The international COHERENT Collaboration, which includes physicists at UChicago, noticed the scattering process by using a detector that's small and lightweight enough for a researcher to carry. Their findings, which confirm the theory of Fermilab's Daniel Freedman, were reported in the latest edition of the journal Science.
"Why did it take 43 years to observe this interaction?" asked co-author Juan Collar, UChicago professor in physics. "What takes place is very subtle." Freedman did not see much of a chance for experimental confirmation, writing at the time: "Our suggestion may be an act of hubris, because the inevitable constraints of interaction rate, resolution and background pose grave experimental difficulties."
When a neutrino bumps into the nucleus of an atom, it creates a tiny, barely measurable recoil. Making a detector out of heavy elements such as iodine, cesium or xenon dramatically increases the probability for this new mode of neutrino interaction, compared to other processes. But there's a trade-off, since the tiny nuclear recoils that result become more difficult to detect as the nucleus grows heavier.
"Imagine your neutrinos are ping-pong balls striking a bowling ball. They are going to impart only a tiny extra momentum to this bowling ball," Collar said.
To detect that bit of tiny recoil, Collar and colleagues figured out that a cesium iodide crystal doped with sodium was the perfect material. The discovery led the scientists to jettison the heavy, gigantic detectors common in neutrino research for one similar in size to a toaster.
The 4-inch-by-13-inch detector used to produce the Science results weighs only 32 pounds (14.5 kilograms). In comparison, the world's most famous neutrino observatories are equipped with thousands of tons of detector material.

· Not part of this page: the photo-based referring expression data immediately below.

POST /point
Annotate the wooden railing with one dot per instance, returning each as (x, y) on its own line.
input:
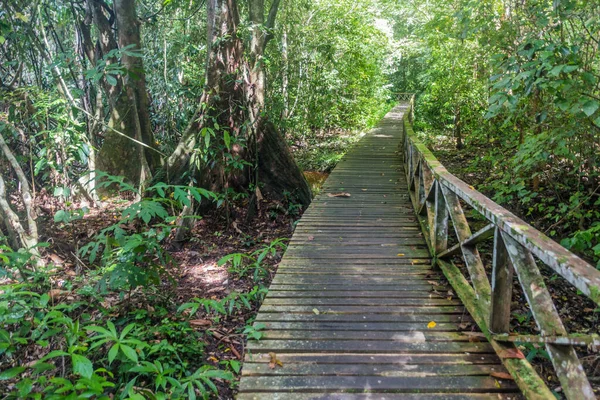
(436, 196)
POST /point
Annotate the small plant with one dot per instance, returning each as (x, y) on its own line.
(243, 265)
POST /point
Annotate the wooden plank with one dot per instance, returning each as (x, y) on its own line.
(354, 325)
(318, 294)
(365, 346)
(425, 319)
(405, 337)
(408, 369)
(463, 384)
(369, 396)
(356, 298)
(363, 308)
(328, 301)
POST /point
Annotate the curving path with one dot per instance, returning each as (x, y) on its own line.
(351, 311)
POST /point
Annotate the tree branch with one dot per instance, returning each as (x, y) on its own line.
(271, 21)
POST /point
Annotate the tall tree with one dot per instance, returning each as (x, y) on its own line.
(126, 92)
(233, 105)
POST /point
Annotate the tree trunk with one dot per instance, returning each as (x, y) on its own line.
(238, 105)
(129, 105)
(28, 233)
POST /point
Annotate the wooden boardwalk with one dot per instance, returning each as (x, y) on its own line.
(350, 313)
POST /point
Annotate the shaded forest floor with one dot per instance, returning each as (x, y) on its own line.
(200, 308)
(579, 314)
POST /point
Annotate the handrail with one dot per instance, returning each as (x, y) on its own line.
(436, 195)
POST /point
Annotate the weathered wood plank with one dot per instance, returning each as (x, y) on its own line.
(356, 305)
(464, 384)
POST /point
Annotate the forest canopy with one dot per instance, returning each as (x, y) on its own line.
(134, 133)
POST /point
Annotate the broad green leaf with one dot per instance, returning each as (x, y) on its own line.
(590, 107)
(82, 366)
(112, 353)
(11, 373)
(226, 139)
(129, 352)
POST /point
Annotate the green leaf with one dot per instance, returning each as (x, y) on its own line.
(129, 352)
(11, 373)
(82, 366)
(112, 353)
(227, 139)
(111, 80)
(590, 107)
(126, 330)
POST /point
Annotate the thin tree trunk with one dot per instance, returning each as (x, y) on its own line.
(27, 236)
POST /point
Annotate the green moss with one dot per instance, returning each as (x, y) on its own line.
(595, 294)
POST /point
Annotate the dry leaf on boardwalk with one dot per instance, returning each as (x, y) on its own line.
(339, 194)
(274, 361)
(511, 353)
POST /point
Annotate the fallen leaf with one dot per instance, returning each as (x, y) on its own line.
(464, 325)
(258, 194)
(511, 353)
(502, 375)
(200, 322)
(238, 230)
(274, 361)
(56, 259)
(236, 353)
(339, 194)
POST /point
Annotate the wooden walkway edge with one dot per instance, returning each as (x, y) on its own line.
(355, 310)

"You don't have to build a gigantic laboratory around it," said UChicago doctoral student Bjorn Scholz, whose thesis will contain the result reported in the Science paper. "We can now think about building other small detectors that can then be used, for example to monitor the neutrino flux in nuclear power plants. You just put a nice little detector on the outside, and you can measure it in situ."

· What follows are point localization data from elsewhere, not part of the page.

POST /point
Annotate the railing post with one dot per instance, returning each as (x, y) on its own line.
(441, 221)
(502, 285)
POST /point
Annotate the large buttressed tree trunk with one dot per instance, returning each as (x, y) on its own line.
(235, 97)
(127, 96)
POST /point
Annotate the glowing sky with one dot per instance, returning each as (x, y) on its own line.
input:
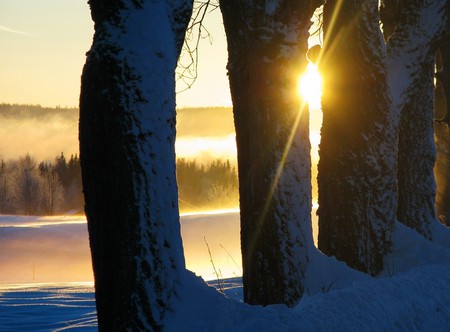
(43, 51)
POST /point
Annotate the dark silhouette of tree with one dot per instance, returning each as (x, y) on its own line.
(27, 186)
(52, 191)
(357, 166)
(267, 44)
(127, 152)
(419, 28)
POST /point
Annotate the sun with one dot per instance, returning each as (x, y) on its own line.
(310, 86)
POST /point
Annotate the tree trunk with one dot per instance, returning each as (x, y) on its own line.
(411, 59)
(357, 177)
(267, 44)
(127, 133)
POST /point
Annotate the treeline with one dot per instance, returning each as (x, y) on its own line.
(48, 188)
(29, 188)
(20, 112)
(210, 186)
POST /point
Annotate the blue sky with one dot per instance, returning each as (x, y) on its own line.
(43, 51)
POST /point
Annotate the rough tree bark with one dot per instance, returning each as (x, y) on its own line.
(267, 43)
(411, 59)
(357, 166)
(127, 132)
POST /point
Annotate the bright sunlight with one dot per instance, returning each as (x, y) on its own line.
(310, 86)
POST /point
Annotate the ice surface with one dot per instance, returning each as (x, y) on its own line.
(411, 295)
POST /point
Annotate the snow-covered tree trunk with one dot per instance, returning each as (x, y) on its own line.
(267, 43)
(411, 60)
(127, 133)
(357, 167)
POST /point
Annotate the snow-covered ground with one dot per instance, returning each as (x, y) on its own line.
(412, 294)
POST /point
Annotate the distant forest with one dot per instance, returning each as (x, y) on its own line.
(32, 187)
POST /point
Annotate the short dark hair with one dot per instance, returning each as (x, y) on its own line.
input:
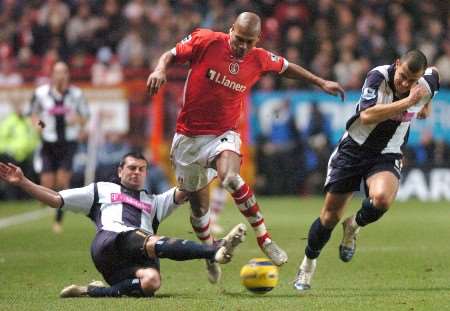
(133, 154)
(415, 60)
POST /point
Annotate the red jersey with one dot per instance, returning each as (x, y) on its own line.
(217, 83)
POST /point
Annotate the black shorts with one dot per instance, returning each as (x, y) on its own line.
(117, 256)
(350, 164)
(57, 156)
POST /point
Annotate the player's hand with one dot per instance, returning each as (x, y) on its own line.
(425, 112)
(11, 173)
(416, 93)
(334, 88)
(155, 80)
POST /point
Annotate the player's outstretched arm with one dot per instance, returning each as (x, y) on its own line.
(380, 112)
(13, 175)
(181, 196)
(158, 77)
(425, 112)
(294, 71)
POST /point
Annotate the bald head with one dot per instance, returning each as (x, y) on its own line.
(245, 33)
(248, 23)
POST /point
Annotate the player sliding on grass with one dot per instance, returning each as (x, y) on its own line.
(126, 249)
(223, 69)
(370, 150)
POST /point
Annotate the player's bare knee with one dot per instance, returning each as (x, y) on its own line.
(329, 219)
(150, 282)
(381, 201)
(232, 182)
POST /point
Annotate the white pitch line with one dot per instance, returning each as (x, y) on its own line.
(23, 218)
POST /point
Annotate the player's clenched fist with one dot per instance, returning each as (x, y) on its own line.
(155, 80)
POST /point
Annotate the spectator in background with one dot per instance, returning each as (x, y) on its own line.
(59, 111)
(109, 154)
(9, 76)
(18, 139)
(443, 62)
(110, 19)
(280, 154)
(317, 136)
(81, 28)
(348, 70)
(106, 70)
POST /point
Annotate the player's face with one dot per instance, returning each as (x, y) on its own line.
(133, 172)
(404, 79)
(242, 41)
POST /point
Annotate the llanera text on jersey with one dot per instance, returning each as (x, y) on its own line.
(223, 80)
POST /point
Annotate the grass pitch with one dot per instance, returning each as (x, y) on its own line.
(401, 263)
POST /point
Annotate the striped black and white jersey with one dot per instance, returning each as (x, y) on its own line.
(390, 135)
(54, 109)
(115, 208)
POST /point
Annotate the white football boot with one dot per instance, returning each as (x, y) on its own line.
(73, 290)
(347, 247)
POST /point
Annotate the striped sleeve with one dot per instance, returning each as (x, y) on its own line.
(369, 93)
(431, 77)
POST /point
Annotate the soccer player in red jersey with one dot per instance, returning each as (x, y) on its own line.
(223, 68)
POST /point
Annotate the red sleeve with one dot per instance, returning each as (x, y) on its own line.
(272, 62)
(187, 49)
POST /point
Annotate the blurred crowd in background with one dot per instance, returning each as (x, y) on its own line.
(106, 42)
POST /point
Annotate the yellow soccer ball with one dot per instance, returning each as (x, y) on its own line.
(259, 275)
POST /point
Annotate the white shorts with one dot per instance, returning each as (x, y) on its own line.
(192, 157)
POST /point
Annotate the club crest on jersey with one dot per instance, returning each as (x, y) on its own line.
(369, 93)
(274, 57)
(186, 39)
(234, 68)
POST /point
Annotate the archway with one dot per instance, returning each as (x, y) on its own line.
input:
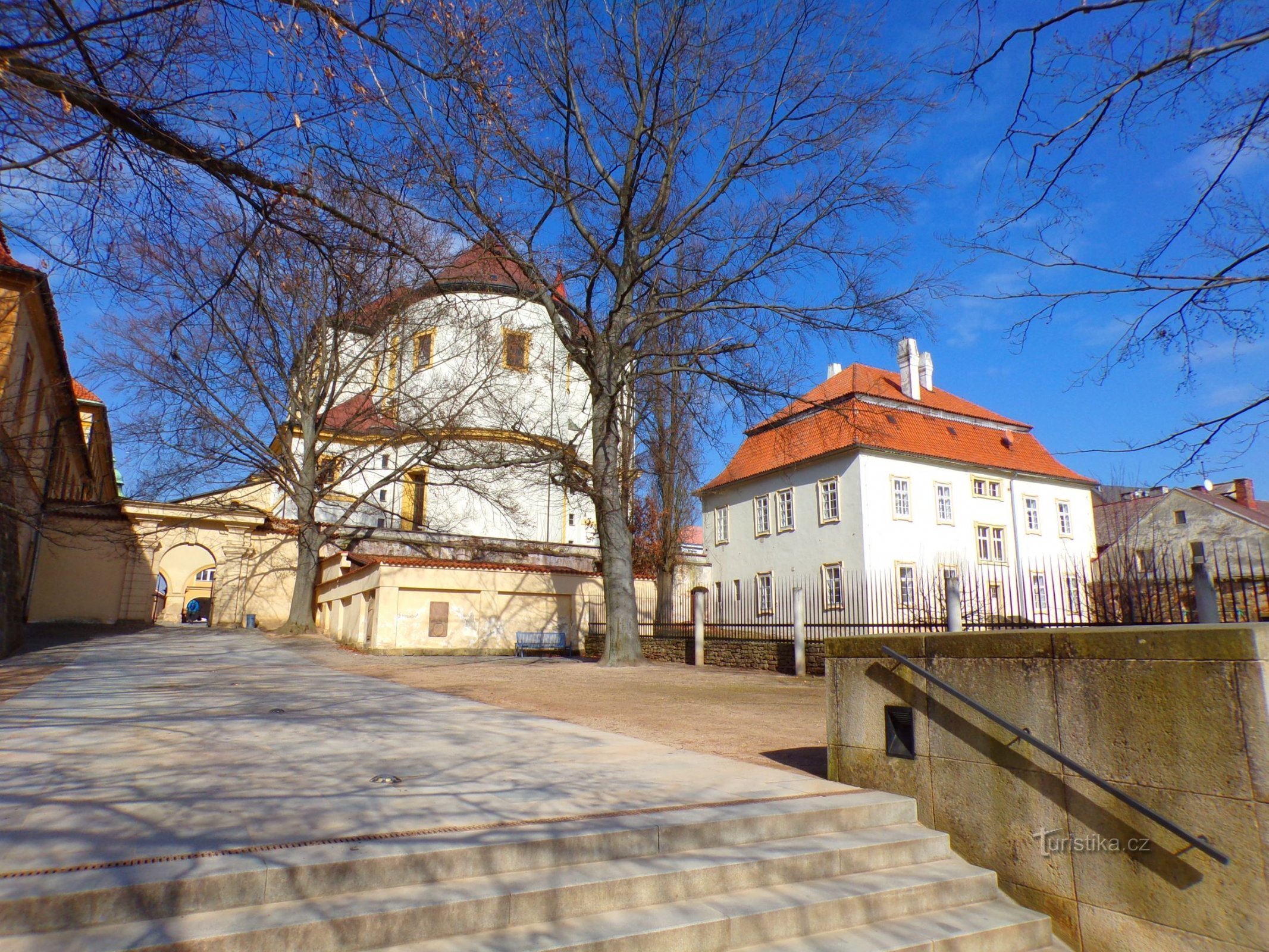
(189, 570)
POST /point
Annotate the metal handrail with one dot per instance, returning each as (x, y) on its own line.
(1023, 734)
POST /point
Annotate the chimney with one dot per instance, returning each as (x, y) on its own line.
(909, 368)
(1245, 494)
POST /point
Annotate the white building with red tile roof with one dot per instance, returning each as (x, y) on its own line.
(881, 472)
(441, 377)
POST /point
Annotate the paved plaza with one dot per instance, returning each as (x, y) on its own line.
(174, 740)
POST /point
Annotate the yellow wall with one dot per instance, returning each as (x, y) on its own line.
(487, 607)
(107, 570)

Neutrino physicists, meanwhile, are interested in using the technology to better understand the properties of the mysterious particle.
"Neutrinos are one of the most mysterious particles," Collar said. "We ignore many things about them. We know they have mass, but we don't know exactly how much."
Through measuring coherent elastic neutrino-nucleus scattering, physicists hope to answer such questions. The COHERENT Collaboration's Science paper, for example, imposes limits on new types of neutrino-quark interactions that have been proposed.
The results also have implications in the search for Weakly Interacting Massive Particles. WIMPs are candidate particles for dark matter, which is invisible material of unknown composition that accounts for 85 percent of the mass of the universe.
"What we have observed with neutrinos is the same process expected to be at play in all the WIMP detectors we have been building," Collar said.